Quindi ciò che JK insegna (e anche ciò che insegna Nisargadatta, almeno rispetto a questo) non è solo molto diverso da ciò che ci insegna Bhagavan, ma è diametralmente opposto ad esso, perché mentre gli insegnamenti di Bhagavan ci conducono inesorabilmente indietro a noi stessi soltanto, quelli di JK ci conducono inesorabilmente nella direzione opposta, lontano da noi stessi e verso tutti i generi di concetti fantasiosi e irrealizzabili come ‘osservazione senza l’osservatore’ e ‘consapevolezza senza scelta’. Non c’è modo di conciliare i loro insegnamenti senza rifiutare o ignorare i principi centrali degli insegnamenti di Bhagavan, specialmente come da lui espressi nel versi 25 e 26 di Uḷḷadu Nāṟpadu.
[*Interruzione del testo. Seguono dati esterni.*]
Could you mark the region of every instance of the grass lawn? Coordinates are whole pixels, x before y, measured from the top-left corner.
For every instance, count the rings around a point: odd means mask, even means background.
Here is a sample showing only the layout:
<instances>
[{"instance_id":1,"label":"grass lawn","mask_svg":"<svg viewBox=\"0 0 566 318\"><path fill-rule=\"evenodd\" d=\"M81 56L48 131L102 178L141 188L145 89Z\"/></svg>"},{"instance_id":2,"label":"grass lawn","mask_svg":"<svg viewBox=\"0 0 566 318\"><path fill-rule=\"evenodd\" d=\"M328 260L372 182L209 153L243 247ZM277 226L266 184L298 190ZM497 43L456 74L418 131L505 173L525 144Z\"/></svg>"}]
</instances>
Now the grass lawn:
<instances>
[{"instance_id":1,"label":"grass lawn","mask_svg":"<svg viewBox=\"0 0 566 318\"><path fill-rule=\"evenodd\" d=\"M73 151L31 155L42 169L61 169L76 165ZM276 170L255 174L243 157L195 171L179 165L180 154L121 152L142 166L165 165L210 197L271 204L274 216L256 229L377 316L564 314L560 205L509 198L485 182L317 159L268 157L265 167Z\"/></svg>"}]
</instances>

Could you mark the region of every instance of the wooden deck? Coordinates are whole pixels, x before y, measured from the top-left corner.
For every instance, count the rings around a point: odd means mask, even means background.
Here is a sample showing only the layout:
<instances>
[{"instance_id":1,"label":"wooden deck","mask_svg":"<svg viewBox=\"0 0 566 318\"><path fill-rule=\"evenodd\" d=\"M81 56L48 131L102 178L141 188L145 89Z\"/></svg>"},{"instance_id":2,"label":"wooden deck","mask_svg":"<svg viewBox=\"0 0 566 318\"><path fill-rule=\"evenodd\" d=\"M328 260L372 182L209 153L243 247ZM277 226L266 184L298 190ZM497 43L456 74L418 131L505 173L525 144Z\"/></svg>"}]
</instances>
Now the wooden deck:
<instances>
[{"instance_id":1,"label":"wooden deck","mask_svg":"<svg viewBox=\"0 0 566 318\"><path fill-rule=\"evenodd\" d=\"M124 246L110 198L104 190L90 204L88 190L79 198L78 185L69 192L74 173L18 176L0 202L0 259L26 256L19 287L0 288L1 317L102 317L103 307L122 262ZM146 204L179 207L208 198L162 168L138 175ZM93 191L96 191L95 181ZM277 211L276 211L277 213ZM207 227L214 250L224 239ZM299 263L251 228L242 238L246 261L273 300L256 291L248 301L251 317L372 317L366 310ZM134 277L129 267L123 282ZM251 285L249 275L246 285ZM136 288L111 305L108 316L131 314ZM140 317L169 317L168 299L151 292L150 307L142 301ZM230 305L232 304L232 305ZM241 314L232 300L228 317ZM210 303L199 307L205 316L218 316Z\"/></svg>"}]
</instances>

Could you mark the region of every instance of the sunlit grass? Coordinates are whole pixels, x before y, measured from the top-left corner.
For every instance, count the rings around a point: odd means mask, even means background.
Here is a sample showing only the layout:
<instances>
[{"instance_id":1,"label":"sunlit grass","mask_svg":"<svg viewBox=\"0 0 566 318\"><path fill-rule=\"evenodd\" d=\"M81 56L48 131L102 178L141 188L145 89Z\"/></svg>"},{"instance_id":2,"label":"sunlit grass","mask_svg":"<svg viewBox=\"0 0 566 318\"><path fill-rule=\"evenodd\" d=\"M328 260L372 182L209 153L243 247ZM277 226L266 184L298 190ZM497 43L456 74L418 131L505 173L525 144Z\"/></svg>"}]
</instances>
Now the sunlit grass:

L’importante principio che egli insegna nel verso 26 di Uḷḷadu Nāṟpadu è che l’apparente esistenza di ogni cosa diversa da noi stessi dipende dal nostro ego, così se il nostro ego non sembrasse esistere niente altro esisterebbe né sembrerebbe esistere. Quindi, poiché il nostro ego non cesserà di esistere se non investighiamo ciò che è realmente, investigarlo è il solo mezzo per liberarci di ogni cosa.
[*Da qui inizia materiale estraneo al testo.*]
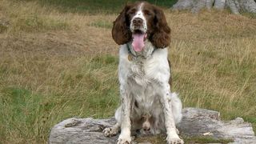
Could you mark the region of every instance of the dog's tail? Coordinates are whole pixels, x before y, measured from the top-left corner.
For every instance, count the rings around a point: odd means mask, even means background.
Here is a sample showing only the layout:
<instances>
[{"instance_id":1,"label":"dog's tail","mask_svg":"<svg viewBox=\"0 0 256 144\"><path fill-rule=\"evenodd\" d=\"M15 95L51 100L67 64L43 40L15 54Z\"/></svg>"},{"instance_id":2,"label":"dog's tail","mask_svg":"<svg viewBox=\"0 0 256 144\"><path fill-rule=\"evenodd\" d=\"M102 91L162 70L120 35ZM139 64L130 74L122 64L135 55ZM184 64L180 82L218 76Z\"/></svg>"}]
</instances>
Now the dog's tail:
<instances>
[{"instance_id":1,"label":"dog's tail","mask_svg":"<svg viewBox=\"0 0 256 144\"><path fill-rule=\"evenodd\" d=\"M175 124L178 124L182 118L182 103L176 93L171 93L171 106Z\"/></svg>"}]
</instances>

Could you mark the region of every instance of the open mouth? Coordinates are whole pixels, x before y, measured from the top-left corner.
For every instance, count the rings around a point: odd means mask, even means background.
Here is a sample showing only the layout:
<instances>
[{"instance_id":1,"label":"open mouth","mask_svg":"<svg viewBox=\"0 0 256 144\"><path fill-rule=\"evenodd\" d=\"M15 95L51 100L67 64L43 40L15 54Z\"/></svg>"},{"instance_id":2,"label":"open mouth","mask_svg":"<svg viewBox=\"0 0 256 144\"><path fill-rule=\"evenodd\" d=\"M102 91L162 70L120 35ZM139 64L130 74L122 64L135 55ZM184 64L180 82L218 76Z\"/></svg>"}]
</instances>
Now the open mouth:
<instances>
[{"instance_id":1,"label":"open mouth","mask_svg":"<svg viewBox=\"0 0 256 144\"><path fill-rule=\"evenodd\" d=\"M134 47L134 51L140 52L143 50L145 46L145 41L146 39L147 34L146 33L140 30L134 30L133 34L133 42L132 46Z\"/></svg>"}]
</instances>

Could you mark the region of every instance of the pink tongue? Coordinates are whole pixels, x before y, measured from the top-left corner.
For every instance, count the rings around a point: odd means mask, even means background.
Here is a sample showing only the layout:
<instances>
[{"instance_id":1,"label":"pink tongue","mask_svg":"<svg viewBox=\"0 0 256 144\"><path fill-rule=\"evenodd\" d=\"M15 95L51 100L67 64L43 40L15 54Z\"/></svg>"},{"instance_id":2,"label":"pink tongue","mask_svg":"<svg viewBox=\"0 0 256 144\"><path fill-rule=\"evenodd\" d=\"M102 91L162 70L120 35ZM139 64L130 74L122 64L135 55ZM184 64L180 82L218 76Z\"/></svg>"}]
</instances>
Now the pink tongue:
<instances>
[{"instance_id":1,"label":"pink tongue","mask_svg":"<svg viewBox=\"0 0 256 144\"><path fill-rule=\"evenodd\" d=\"M144 34L134 34L134 41L132 46L137 52L142 51L144 47Z\"/></svg>"}]
</instances>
L’importante principio che egli ci insegna nel verso 25 di Uḷḷadu Nāṟpadu è che questo ego è solo un fantasma senza forma e senza sostanza che apparentemente ha origine, permane ed è nutrito e rinforzato solo afferrando la forma (cioè, dando attenzione e sperimentando qualsiasi cosa diversa da se stesso), così non possiamo mai liberarci da questo ego finché insistiamo a dare attenzione a qualsiasi cosa diversa da noi stessi (cioè, qualsiasi cosa che ha qualche caratteristica che la distingue da questo ego essenzialmente senza caratteristiche). Quindi il solo modo per liberarci da questo ego è investigarlo – cioè, cercare di afferrare esso soltanto nella nostra consapevolezza. Poiché questo ego è senza caratteristiche e quindi senza forma, e poiché esso può resistere e mascherarsi come noi stessi solo afferrando forme nella sua consapevolezza, se cerchiamo di afferrare soltanto questo ego, esso ‘fuggirà’ e scomparirà, proprio come un serpente illusorio scomparirebbe se lo guardassimo attentamente e riconoscessimo che non è veramente un serpente ma solo una corda.
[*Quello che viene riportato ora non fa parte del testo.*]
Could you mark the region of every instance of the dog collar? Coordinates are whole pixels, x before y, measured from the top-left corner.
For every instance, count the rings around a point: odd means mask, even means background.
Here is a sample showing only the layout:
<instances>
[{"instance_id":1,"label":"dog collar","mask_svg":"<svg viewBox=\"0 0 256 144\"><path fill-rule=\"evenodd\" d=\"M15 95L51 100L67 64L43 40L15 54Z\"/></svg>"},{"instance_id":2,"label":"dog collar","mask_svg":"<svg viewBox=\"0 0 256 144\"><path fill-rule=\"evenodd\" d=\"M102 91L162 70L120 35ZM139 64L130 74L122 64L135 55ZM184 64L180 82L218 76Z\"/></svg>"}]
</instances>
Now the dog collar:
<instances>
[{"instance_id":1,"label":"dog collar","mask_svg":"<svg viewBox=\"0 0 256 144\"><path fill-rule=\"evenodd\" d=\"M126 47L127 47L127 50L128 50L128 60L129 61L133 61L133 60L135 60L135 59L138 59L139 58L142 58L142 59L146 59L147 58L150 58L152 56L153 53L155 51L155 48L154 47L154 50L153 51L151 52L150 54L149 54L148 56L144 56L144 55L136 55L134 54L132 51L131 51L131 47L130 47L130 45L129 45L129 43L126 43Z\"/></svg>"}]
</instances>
Quindi se J. Krishnamurti o chiunque altro suggerisce che possiamo liberare noi stessi dal nostro ego o da tutta la sua discendenza (ogni altra cosa che sperimentiamo) dando attenzione a qualsiasi cosa diversa da noi stessi, essi stanno contraddicendo questi semplici, chiari ed essenziali insegnamenti di Bhagavan Sri Ramana, e stanno indicando la direzione opposta a quella in cui egli ci sta conducendo, perché secondo lui il solo mezzo con cui possiamo dissolvere questo ego e liberarci di esso e di tutto il suo bagaglio è di investigare noi stessi cercando di essere attentivi e sperimentare soltanto noi stessi, in completo isolamento da ogni altra cosa.

La scelta che affrontiamo è quindi molto semplice: vogliamo seguire gli insegnamenti di Sri Ramana cercando di essere attentivi soltanto a noi stessi, o vogliamo seguire ogni altro insegnamento che ci dirige a dare attenzione a qualsiasi altra cosa?